Western blotting was used to identify the array of protein kinase C (PKC) isozymes expressed in the early (Day 4) and midcycle (Day 10) bovine corpus luteum (CL). PCKalpha, betaI, betaII, epsilon, and micro isozymes were detected in total protein samples prepared from both Day-4 and Day-10 corpora lutea. In contrast, specific antibodies for PKCgamma, eta, lambda, and theta isozymes failed to detect protein bands in the luteal samples. PKCbetaII and epsilon isozymes were expressed differentially at these two developmental stages of the bovine CL. In the Day-4 luteal samples, PKCepsilon was barely detectable; in contrast, in the Day-10 samples, the actin-corrected ratio for PKCepsilon was 1.16 +/- 0.13. This ratio was higher than the detected ratio for PKCbetaI and micro at this developmental phase of the CL (P < 0.01), but it was comparable with the ratio detected for the PCKalpha and betaII. The amount of PKCbetaII was, although not as dramatic, also greater in the Day-10 CL (actin-corrected ratio was 0.85 +/- 0.2) than in the Day-4 CL (0.35 +/- 0.09 [P < 0.01]). The actin-corrected ratios for all other PKC isozymes, alpha (Day 4 = 0.93 +/- 0.16, Day 10 = 0.97 +/- 0.09), betaI (Day 4 = 0.54 +/- 0.073, Day 10 = 0.48 +/- 0.74), and micro (Day 4 = 0.21 +/- 0.042, Day 10 = 0.21 +/- 0.38) were not different at these 2 days of the cycle. An experiment was designed to test whether activation of specific isozymes differed between CL that do or do not regress in response to PGF(2alpha). Bovine CL from Day 4 and Day 10 of the estrous cycle were collected and 1 mm CL fragments were treated in vitro for 0, 2.5, 5, 10 or 20 min with PGF(2alpha) (0.1, 1.0, and 10 nM) or minimal essential medium-Hepes vehicle. Translocation of PKC from cytoplasm to membrane fraction was used as indication of PKC activation by PGF(2alpha). Evidence for PKC activation was observed in both Day-4 and Day-10 luteal samples treated with 10 nM PGF(2alpha). Therefore, if PKC, an intracellular mediator associated with the luteal PGF(2alpha) receptor, contributes to the lesser sensitivity of the Day-4 CL, it is likely due to the differential expression of the epsilon and betaII isozymes of PKC at this stage and not due to an inability of the PGF(2alpha) receptor to activate the isozymes expressed in the early CL.     

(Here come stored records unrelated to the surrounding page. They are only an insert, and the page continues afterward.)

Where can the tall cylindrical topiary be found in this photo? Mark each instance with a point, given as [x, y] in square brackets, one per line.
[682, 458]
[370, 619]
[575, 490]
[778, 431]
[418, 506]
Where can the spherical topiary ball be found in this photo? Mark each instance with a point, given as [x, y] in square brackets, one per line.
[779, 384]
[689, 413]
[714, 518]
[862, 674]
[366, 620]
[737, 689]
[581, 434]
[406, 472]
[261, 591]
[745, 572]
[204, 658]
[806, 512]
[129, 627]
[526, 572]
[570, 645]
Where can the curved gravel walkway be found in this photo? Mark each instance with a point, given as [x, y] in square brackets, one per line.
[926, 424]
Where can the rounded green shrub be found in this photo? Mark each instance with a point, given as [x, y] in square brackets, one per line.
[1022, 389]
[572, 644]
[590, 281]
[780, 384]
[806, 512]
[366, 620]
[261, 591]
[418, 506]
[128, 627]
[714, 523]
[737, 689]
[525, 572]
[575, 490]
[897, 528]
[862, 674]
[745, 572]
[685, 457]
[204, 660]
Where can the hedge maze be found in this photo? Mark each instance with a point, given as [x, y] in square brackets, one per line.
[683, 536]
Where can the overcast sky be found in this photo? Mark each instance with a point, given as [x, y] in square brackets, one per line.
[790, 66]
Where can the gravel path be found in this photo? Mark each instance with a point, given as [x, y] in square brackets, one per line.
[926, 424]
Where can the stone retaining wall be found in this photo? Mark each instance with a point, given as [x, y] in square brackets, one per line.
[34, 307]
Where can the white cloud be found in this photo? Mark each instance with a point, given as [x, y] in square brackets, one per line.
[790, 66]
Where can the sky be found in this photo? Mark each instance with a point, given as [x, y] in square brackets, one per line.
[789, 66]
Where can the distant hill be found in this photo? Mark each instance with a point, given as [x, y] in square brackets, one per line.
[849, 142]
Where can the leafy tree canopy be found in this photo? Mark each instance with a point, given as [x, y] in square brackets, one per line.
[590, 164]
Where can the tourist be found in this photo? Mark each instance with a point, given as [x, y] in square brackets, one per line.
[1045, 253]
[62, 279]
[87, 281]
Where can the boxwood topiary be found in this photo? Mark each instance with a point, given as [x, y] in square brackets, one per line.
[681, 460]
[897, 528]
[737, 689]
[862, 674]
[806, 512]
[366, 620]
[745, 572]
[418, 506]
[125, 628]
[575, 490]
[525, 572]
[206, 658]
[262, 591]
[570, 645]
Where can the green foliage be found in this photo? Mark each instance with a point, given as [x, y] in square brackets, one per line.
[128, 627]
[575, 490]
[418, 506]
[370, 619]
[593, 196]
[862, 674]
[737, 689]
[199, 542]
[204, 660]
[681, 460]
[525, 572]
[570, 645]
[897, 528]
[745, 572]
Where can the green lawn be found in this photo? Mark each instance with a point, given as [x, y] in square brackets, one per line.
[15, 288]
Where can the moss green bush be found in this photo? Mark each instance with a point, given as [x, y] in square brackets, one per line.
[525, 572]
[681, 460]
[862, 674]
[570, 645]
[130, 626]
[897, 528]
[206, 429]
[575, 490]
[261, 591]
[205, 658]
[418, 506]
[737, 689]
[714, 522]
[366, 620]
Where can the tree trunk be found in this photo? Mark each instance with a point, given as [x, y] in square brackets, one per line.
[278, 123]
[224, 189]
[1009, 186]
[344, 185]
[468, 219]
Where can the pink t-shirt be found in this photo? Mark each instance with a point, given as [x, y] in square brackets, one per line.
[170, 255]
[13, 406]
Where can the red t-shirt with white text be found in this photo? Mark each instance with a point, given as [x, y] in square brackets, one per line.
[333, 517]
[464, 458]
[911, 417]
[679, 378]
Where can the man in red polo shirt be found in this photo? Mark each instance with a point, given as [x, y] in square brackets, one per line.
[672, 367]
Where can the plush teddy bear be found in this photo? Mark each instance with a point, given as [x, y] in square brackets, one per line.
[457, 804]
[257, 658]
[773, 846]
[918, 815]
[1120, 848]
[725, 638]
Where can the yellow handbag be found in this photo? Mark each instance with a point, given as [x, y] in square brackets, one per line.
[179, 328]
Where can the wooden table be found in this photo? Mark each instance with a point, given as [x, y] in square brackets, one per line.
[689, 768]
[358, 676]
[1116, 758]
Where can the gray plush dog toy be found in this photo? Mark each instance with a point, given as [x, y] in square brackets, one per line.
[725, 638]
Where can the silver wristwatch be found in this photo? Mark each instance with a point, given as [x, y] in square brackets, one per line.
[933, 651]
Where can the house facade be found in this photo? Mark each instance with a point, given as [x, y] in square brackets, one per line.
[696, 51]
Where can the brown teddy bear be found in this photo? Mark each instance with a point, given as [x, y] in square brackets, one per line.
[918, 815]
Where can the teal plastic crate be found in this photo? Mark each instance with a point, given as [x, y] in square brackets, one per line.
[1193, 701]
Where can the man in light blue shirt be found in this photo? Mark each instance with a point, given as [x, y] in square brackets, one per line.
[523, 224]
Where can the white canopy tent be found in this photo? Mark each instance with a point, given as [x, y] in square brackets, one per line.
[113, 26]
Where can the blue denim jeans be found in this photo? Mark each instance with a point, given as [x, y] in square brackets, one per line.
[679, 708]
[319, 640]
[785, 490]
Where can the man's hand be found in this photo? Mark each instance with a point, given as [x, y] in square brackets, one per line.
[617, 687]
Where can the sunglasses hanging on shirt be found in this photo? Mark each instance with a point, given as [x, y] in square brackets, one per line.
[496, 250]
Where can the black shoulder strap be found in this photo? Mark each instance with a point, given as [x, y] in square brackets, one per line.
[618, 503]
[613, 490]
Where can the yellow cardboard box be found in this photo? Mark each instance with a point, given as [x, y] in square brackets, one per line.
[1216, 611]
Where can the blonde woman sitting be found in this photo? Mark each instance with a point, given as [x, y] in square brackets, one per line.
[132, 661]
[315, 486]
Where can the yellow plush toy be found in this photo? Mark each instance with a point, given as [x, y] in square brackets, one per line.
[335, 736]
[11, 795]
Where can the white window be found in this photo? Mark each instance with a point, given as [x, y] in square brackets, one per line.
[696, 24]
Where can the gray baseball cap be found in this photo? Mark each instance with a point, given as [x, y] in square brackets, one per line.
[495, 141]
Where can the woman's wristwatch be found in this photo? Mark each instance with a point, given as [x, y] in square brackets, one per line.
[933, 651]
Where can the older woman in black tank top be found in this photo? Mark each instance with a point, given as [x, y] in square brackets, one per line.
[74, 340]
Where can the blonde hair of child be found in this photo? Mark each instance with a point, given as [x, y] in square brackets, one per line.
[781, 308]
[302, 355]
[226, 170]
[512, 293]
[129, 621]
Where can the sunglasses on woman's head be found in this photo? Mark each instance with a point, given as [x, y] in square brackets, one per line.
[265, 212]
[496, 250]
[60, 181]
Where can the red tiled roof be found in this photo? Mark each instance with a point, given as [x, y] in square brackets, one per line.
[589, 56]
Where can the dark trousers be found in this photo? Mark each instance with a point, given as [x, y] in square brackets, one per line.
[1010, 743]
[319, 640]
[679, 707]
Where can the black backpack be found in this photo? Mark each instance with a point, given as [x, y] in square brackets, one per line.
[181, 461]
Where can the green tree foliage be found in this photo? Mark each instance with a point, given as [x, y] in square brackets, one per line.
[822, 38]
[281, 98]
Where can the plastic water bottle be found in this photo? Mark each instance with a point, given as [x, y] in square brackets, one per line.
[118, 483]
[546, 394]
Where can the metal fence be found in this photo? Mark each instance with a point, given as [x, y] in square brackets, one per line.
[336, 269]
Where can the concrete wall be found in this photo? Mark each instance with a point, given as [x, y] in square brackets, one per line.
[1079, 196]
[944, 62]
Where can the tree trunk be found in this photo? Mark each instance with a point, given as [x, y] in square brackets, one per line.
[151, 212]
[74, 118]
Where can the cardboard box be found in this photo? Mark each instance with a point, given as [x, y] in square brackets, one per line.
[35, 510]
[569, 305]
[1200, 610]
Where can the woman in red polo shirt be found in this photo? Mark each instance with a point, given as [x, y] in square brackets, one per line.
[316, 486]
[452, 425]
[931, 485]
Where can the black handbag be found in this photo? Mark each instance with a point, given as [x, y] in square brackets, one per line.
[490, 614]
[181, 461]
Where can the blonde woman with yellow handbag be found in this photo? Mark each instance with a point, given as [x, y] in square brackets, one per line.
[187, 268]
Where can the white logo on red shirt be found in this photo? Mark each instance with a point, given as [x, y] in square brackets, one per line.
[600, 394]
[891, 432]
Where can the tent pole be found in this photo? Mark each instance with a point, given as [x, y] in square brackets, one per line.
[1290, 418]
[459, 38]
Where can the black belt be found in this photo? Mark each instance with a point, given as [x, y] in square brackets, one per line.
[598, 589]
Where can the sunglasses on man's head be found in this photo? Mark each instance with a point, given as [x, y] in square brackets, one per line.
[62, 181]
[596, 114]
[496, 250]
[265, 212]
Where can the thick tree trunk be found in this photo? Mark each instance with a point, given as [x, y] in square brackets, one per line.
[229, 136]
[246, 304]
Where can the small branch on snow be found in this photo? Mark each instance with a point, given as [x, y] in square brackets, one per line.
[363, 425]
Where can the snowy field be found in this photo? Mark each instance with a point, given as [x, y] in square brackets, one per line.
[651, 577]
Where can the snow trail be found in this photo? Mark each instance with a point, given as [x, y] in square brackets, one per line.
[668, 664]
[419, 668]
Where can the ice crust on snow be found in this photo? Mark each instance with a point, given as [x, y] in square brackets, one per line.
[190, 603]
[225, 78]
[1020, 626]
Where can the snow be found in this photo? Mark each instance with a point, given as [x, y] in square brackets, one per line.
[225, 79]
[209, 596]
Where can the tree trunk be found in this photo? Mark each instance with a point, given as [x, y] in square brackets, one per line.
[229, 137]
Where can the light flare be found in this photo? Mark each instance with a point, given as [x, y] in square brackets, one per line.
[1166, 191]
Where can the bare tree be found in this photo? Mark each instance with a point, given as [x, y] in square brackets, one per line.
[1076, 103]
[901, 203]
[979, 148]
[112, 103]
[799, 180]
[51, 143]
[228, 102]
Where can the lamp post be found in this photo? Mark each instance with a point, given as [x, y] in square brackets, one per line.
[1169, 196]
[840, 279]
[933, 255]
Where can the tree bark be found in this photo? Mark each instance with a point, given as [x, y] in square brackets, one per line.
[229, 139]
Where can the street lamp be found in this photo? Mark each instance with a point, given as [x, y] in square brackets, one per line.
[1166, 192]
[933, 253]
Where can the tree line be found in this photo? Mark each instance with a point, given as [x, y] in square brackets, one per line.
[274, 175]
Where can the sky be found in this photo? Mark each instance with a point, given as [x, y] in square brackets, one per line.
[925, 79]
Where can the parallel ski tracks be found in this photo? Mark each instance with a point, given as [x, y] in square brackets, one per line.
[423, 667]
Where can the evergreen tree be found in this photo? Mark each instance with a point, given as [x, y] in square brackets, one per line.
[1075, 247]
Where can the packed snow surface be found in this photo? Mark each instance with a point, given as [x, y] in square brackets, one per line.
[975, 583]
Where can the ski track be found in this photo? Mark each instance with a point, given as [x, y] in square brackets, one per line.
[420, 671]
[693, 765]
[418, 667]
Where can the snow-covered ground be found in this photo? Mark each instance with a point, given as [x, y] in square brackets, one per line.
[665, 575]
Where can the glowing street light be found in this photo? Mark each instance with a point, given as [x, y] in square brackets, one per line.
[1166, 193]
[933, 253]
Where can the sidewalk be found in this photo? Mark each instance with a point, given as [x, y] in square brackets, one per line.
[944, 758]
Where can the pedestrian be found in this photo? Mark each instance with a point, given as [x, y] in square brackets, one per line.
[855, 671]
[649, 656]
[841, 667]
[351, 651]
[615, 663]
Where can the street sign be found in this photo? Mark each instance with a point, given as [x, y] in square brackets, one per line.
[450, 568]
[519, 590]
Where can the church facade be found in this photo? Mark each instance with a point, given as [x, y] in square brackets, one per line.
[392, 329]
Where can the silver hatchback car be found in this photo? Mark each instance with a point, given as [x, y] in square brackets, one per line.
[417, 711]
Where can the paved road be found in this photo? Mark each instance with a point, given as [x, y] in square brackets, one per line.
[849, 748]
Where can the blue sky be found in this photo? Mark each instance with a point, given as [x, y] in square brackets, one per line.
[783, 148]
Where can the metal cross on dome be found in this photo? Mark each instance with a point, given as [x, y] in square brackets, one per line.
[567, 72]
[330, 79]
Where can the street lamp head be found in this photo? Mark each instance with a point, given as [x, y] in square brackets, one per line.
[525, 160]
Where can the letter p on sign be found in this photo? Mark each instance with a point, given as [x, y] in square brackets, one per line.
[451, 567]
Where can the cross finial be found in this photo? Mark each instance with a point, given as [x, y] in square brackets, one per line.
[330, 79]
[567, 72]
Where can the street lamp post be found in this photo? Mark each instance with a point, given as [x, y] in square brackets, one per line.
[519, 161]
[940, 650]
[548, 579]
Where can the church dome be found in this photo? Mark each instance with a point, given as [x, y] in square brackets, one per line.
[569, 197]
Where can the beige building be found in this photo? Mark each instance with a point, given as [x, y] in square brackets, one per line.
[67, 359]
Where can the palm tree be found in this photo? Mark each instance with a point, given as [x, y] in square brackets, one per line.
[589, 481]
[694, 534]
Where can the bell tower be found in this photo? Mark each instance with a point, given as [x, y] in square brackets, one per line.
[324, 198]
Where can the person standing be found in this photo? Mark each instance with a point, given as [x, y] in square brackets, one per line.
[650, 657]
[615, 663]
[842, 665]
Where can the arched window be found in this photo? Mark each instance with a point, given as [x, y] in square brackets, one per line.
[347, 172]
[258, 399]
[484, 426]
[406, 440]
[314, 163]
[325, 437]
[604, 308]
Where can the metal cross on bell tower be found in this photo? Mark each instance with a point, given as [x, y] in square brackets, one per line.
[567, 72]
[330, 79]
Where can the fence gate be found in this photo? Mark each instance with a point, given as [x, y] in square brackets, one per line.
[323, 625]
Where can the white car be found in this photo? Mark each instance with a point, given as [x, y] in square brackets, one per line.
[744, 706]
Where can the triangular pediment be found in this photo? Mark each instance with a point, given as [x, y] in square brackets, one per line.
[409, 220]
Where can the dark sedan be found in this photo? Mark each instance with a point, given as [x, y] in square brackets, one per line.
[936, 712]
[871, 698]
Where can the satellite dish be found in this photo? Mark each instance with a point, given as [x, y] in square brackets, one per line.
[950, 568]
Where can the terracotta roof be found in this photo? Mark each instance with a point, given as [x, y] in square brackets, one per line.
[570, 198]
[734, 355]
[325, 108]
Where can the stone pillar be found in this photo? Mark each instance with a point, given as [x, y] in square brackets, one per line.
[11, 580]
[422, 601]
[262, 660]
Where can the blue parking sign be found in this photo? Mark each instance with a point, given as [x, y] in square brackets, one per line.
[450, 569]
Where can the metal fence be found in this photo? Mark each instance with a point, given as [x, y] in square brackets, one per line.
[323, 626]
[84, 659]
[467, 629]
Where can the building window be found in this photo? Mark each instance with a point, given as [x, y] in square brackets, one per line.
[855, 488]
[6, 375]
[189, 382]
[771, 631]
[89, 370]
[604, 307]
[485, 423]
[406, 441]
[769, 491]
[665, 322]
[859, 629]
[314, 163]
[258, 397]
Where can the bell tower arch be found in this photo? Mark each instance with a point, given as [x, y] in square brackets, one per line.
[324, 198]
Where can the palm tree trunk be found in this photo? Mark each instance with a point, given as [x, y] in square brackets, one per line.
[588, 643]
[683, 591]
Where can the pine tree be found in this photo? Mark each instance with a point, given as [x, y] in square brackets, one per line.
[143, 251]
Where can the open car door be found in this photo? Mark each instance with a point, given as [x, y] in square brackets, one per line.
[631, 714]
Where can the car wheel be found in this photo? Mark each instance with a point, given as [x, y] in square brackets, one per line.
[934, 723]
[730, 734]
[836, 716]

Role of intraluteal prostaglandin F(2alpha), progesterone and oxytocin in basal and pulsatile progesterone release from developing bovine corpus luteum

The present study examined the role of intra-luteal prostaglandin (PG) F(2alpha), progesterone (P4) and oxytocin (OT) on the corpus luteum function by using specific hormone antagonists. Luteal cells from the developing CL (days 5-7 of the estrous cycle) were exposed to P4 antagonist (onapristone, OP, 10(-4)M), OT antagonist (atosiban, AT; 10(-6)M) or indomethacin (INDO; 10(-4)M), for 12h and then stimulated with PGF(2alpha) (10(-8)M) for 4h. Pre-treatment of the cells with OP, AT or INDO resulted in an increase in P4 secretion in response to PGF(2alpha). To examine the temporal effects of P4, OT and PGs on P4 secretion, dispersed luteal cells were pre-exposed to OP, AT or INDO for 1, 2, 4, 6 or 12h. Prostaglandin F(2alpha) stimulated P4 secretion (P<0.05) after 2h of pre-exposition. In the microdyalisis study, the spontaneous release of P4 from developing CL tissue was of pulsatile nature with irregular peaks at 1-2h intervals. Treatment with OP increased the number of P4 peaks (P<0.05), whereas AT and INDO significantly reduced the number of P4 peaks detected (P<0.05). Interestingly, INDO completely blocked the pulsatile nature in the release of P4, but it secretion remained stable throughout the experimental period. These results demonstrate that luteal PGF(2alpha), OT, and P4 are components of an autocrine/paracrine intra-ovarian regulatory system responsible for the episodic (pulsatile) release of P4 from the bovine CL during the early luteal phase.